Simply put, by committing to the Voluntary Code, developers and managers of advanced generative systems commit to working to achieve the following outcomes:
- Accountability: Firms understand their role with regard to the systems they develop or manage, put in place appropriate risk management systems, and share information with other firms as needed to avoid gaps.
- Safety: Systems are subject to risk assessments, and mitigations needed to ensure safe operation are put in place prior to deployment.
- Fairness and Equity: Potential impacts with regard to fairness and equity are assessed and addressed at different phases of development and deployment of the systems.
- Transparency: Sufficient information is published to allow consumers to make informed decisions and for experts to evaluate whether risks have been adequately addressed.
- Human Oversight and Monitoring: System use is monitored after deployment, and updates are implemented as needed to address any risks that materialize.
- Validity and Robustness: Systems operate as intended, are secure against cyber attacks, and their behaviour in response to the range of tasks or situations to which they are likely to be exposed is understood.
What’s more, signatories of the Voluntary Code are expected to commit to support the ongoing development of a robust, responsible AI ecosystem in Canada. This includes the following:
- Contributing to the development and application of standards
- Sharing information and best practices with other members of the AI ecosystem
- Collaborating with researchers working to advance responsible AI
- Collaborating with other actors, including governments, to support public awareness and education on AI, and
- Developing and deploying AI systems in a manner that will drive inclusive and sustainable growth in Canada, including by prioritizing human rights, accessibility and environmental sustainability, and harnessing the potential of AI to address the most pressing global challenges that we face
The Voluntary Code also provides a chart of measures to be undertaken pursuant to the Voluntary Code in attempt to provide some clarity. It sets out specific measures to take for all advanced generative systems and advanced generative systems available for public use. This chart is organized by each of the above-mentioned principles and indicates whether developers or managers are responsible for taking certain measures.
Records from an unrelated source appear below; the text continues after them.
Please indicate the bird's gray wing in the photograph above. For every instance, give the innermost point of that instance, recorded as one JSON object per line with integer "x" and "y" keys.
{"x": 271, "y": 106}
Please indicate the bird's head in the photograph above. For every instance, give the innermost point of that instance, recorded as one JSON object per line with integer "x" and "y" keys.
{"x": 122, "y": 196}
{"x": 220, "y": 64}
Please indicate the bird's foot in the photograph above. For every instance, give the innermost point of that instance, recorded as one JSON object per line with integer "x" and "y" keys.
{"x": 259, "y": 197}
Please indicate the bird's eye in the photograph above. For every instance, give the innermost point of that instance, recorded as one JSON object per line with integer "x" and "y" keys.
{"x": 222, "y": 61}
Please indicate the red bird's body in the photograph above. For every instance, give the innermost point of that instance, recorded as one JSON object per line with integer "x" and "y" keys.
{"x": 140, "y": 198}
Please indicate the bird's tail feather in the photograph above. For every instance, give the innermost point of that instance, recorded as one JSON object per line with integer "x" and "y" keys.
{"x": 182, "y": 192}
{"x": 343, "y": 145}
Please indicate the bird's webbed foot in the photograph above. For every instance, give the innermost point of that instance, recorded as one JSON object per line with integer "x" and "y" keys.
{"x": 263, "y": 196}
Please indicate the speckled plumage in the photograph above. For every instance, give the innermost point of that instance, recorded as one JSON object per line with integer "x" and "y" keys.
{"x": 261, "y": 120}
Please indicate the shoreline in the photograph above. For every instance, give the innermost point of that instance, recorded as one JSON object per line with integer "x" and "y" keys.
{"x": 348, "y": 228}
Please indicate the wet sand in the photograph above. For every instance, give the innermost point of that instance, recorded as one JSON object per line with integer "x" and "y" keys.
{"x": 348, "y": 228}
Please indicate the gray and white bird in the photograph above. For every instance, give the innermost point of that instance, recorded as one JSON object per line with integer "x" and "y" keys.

For instance, let us take the principle of Fairness and Equity. One of the measures that need to be taken is to assess and curate datasets used for training in order to manage data quality and potential biases. In this example, developers are responsible for taking these measures under this principle when it comes to all advanced generative systems and advanced generative systems available for public use.
Lastly, the names of the signatories (so far) are listed at the end of the Voluntary Code.
During the news release that took place on September 27, 2023, the Honourable François-Philippe Champagne, Minister of ISED, stated the following:
“Advances in AI have captured the world’s attention with the immense opportunities they present. Canada is a global AI leader, among the top countries in the world, and Canadians have created many of the world’s top AI innovations. At the same time, Canada takes the potential risks of AI seriously. The government is committed to ensuring Canadians can trust AI systems used across the economy, which in turn will accelerate AI adoption. Through our Voluntary Code of Conduct on the Responsible Development and Management of Advanced Generative AI Systems, leading Canadian companies will adopt responsible guardrails for advanced generative AI systems in order to build safety and trust as the technology spreads. We will continue to ensure Canada’s AI policies are fit for purpose in a fast-changing world.”
Please note that any views expressed in this article are solely the views of the author.